Visualizing Lasso Polytope Geometry
June 8, 2014
Some recent research about the lasso exploits a beautiful geometric picture: Suppose you fix the design matrix X and the regularization parameter $\lambda$. For a particular value of y, the n-dimensional response variable, you can then solve the lasso problem and examine the signs of the coefficients. Now if you partition n-dimensional space based upon the signs of the coefficients you'd get if you solved the lasso problem at each value of y, then you'll find that each of the resulting regions are convex polytopes. This is kind of a mouthful, so I made the visualization below to illustrate this partitioning. You can drag x1, x2, and x3 to rotate them, and slide the slider to increase or decrease $\lambda$.
For this visualization, the design matrix X has two rows, (so there are two observations and y lives in the two-dimensional plane). X also has three columns, (variables), called x1, x2, and x3, each normalized to have length one. Each of these variables, (ie columns of X), also lives in the plane, and is drawn above. I've labeled each of the regions in the plane with the sign of the coefficients that would result from fitting the lasso with y in that region, and colored them based upon how many variables would be the model. For example, if you fit the lasso using any y in a region labeled "-+0", then the resulting x1 coefficient will be negative, the x2 coefficient will be positive, and the x3 coefficient will be zero.
To be concrete, the version of the lasso that I'm using here is the one that solves this optimization problem: $$ \min_{\beta} \frac{1}{2}||y - X\beta||_2^2 + \lambda ||\beta||_1 $$
If you play around with this picture long enough, you'll find a number of beautiful features of this picture. Each of the ones I describe below also generalizes to more observations, more variables, and variables without norm one:
Varying $\lambda$
When $\lambda$ is small, notice that almost the whole space becomes blue, (regions with two variables in the model). When $\lambda$ is large, the whole space becomes white, (the null model with no variables in it). This is this picture's representation of the fact that you fit larger models with smaller values of $\lambda$.
Characterizing the Null Model Polytope
The white central polytope is the set of y's resulting in coefficients with all zeros. Notice that each of its faces is orthogonal to one of the x's, and a distance of exactly $\lambda$ away for the origin. You can see this most clearly when $\lambda=1$; at this point, the faces all touch one of the x vectors (or one of the negative x vectors), since each of the x's is normalized to have length one. This feature is used by lasso solvers to determine the value of $\lambda$ when the first variable enters the model; (it's just the largest absolute inner product between y and any of the columns of X).

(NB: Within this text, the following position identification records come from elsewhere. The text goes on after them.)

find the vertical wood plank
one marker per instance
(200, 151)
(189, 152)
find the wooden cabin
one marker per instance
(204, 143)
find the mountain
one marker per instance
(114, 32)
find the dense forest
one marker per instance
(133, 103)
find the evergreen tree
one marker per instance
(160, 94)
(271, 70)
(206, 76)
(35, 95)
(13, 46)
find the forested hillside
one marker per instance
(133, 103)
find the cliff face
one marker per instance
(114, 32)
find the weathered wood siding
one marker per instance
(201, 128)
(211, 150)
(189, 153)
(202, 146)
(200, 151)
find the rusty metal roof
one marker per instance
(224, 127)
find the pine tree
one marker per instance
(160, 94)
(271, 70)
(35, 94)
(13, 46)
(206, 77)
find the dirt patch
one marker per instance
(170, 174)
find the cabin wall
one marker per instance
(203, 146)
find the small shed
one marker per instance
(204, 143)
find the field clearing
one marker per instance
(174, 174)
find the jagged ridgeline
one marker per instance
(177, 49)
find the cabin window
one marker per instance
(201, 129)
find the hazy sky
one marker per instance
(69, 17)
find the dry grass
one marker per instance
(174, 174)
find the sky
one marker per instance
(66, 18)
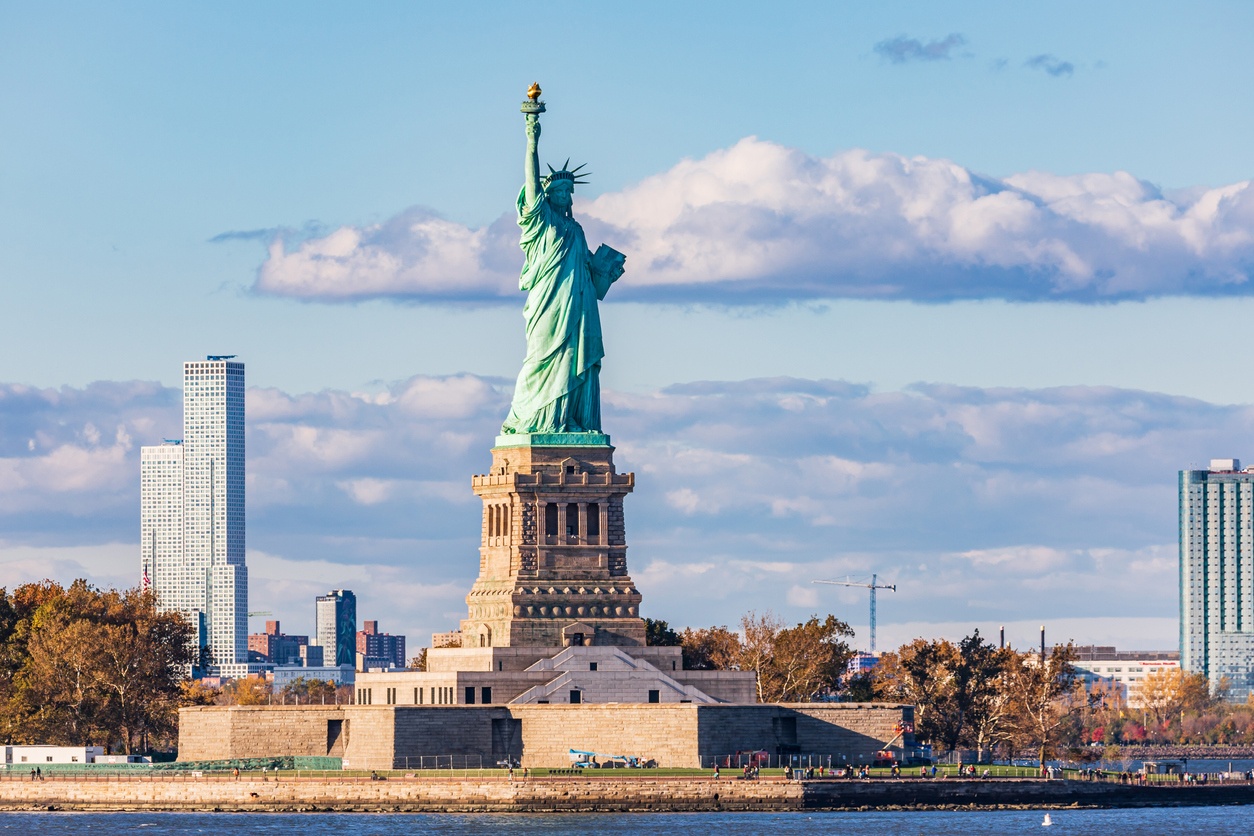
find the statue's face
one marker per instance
(561, 193)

"Dimensions" of the Polytopes
The blue regions, (those for which the lasso selects two variables), are two-dimensional pie-slices. If you squint, (or make $\lambda$ small), you'll notice that the red regions, (those for which the which the lasso selects just one variable), look approximately like 1-dimensional lines. And of course, the null model is a bounded polytope, which is kind of like a "0-dimensional point", (so long as the variables span n-dimensional space). So if you squint, the polytope associated with a k-dimensional model is "sort of k-dimensional".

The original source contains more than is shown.